Looking to live longer? High-fiber foods such as oatmeal and whole grains are for you. Based on findings from a study published January 5, 2015, in the online version of JAMA Internal Medicine, Harvard School of Public Health researchers estimate that each one-ounce serving of whole grains added to your daily diet reduces your overall risk of an early death by 5 percent and your risk of death from heart disease by 9 percent.

Other studies have found that fiber helps people lose weight, lower cholesterol and control blood sugar levels, says Deanna Schweighardt, a registered dietician and outpatient nutritionist at Saint Barnabas Medical Center. “Fiber absorbs cholesterol and gives you a sense of fullness after you eat, so it helps you eat less,” she says.

There are two different types of fiber, soluble and insoluble fiber. Soluble fiber is found in oat bran, barley, nuts, seeds, beans, lentils, peas and some fruits and vegetables, attracts water and turns to gel during digestion. This slows the digestive process. Insoluble fiber is found in wheat bran, vegetables and whole grains. It adds bulk to the stool and appears to help food pass more quickly through the stomach and intestines.

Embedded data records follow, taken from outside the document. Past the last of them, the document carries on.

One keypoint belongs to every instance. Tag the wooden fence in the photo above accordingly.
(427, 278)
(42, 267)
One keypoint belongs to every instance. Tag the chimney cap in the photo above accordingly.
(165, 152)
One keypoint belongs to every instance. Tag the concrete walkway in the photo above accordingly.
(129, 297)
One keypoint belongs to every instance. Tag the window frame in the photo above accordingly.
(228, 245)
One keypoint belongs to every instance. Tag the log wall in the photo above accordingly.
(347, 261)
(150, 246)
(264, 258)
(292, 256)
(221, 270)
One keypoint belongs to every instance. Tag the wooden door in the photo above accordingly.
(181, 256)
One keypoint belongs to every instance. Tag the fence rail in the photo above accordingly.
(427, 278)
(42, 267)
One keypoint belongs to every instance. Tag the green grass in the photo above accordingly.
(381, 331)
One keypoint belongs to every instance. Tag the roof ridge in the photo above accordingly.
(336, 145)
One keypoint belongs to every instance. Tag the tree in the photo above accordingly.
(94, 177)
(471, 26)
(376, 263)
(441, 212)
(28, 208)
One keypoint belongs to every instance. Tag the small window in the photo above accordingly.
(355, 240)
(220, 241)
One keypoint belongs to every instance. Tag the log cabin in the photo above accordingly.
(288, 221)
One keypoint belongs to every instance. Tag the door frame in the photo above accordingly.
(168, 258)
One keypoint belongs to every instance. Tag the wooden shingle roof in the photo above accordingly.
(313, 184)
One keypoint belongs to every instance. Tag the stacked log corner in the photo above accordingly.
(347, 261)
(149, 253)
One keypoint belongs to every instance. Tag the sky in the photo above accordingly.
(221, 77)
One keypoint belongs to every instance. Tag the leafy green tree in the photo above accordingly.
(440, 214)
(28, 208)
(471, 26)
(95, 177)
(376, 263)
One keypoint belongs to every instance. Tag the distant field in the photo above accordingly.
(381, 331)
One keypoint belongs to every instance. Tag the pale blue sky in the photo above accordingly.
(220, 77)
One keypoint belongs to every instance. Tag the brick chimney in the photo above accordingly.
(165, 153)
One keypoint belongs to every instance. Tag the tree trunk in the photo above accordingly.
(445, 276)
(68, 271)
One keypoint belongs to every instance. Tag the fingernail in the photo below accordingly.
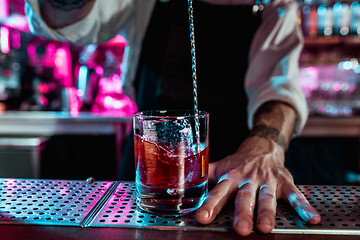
(203, 214)
(242, 224)
(265, 221)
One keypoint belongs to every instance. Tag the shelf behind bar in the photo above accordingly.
(332, 127)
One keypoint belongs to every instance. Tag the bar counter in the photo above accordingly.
(65, 209)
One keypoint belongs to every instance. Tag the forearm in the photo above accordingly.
(275, 120)
(61, 13)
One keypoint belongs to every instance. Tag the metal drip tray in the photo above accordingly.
(113, 204)
(48, 202)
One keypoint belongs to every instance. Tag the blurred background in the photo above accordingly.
(84, 82)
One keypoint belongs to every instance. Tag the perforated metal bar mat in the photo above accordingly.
(48, 202)
(112, 204)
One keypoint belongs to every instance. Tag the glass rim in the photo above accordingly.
(173, 114)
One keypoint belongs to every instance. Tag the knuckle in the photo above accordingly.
(244, 194)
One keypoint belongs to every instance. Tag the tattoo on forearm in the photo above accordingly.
(269, 133)
(68, 5)
(265, 108)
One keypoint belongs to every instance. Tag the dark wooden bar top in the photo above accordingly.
(19, 232)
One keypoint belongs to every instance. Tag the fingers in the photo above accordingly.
(266, 209)
(244, 208)
(298, 201)
(215, 201)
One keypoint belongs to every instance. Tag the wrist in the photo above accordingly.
(271, 133)
(68, 5)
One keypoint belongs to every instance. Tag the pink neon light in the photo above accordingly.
(337, 87)
(62, 64)
(5, 39)
(4, 9)
(16, 39)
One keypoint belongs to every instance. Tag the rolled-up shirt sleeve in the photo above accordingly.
(274, 62)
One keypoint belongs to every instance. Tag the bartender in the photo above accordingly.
(247, 66)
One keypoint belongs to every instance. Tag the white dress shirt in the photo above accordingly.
(273, 60)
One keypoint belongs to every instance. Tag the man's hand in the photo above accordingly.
(254, 175)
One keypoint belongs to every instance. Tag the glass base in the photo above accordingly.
(170, 202)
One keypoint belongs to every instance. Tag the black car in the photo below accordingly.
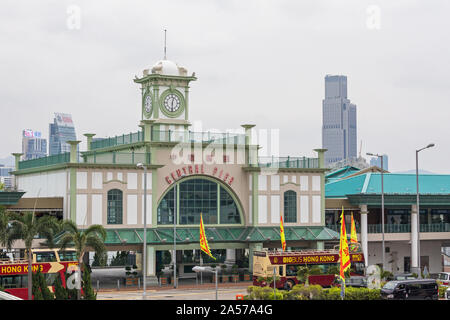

Most Americans fall short of the recommended daily amount of fiber in their diets, according to the Academy of Nutrition and Dietetics. It says that women should aim for 25 grams of fiber per day, while men should target 38 grams (or 21 and 30 grams daily, respectively, for those over age 51). “For children, add 5 grams of fiber to the child’s age, so an 8-year-old, for example, needs 13 grams a day,” Schweighardt adds.

But don’t go overboard. “Too much of anything is no good, so increase your fiber intake gradually,” she suggests. “I advise patients to fill half of every plate with fruits and vegetables and make sure half of their daily grains are high-fiber items. Also, drink plenty of water and engage in regular physical activity to help prevent gas, bloating and constipation.”

‘Fiber up’ through your day

Make these simple changes to increase your intake of healthy fiber:

Breakfast: Eat steel-cut oats with nuts and berries instead of a low fiber refined cereal.

Lunch: Forget the spongy white bread. Make your sandwich or wrap with a whole-grain tortilla or wholegrain bread and add veggies, such as lettuce and tomato.

Snack: Skip the chips. Choose fresh vegetables or whole-grain crackers with hummus.

Dinner: For your “starch” dish, go for brown rice or whole-grain noodles instead of white rice or pasta made with white flour.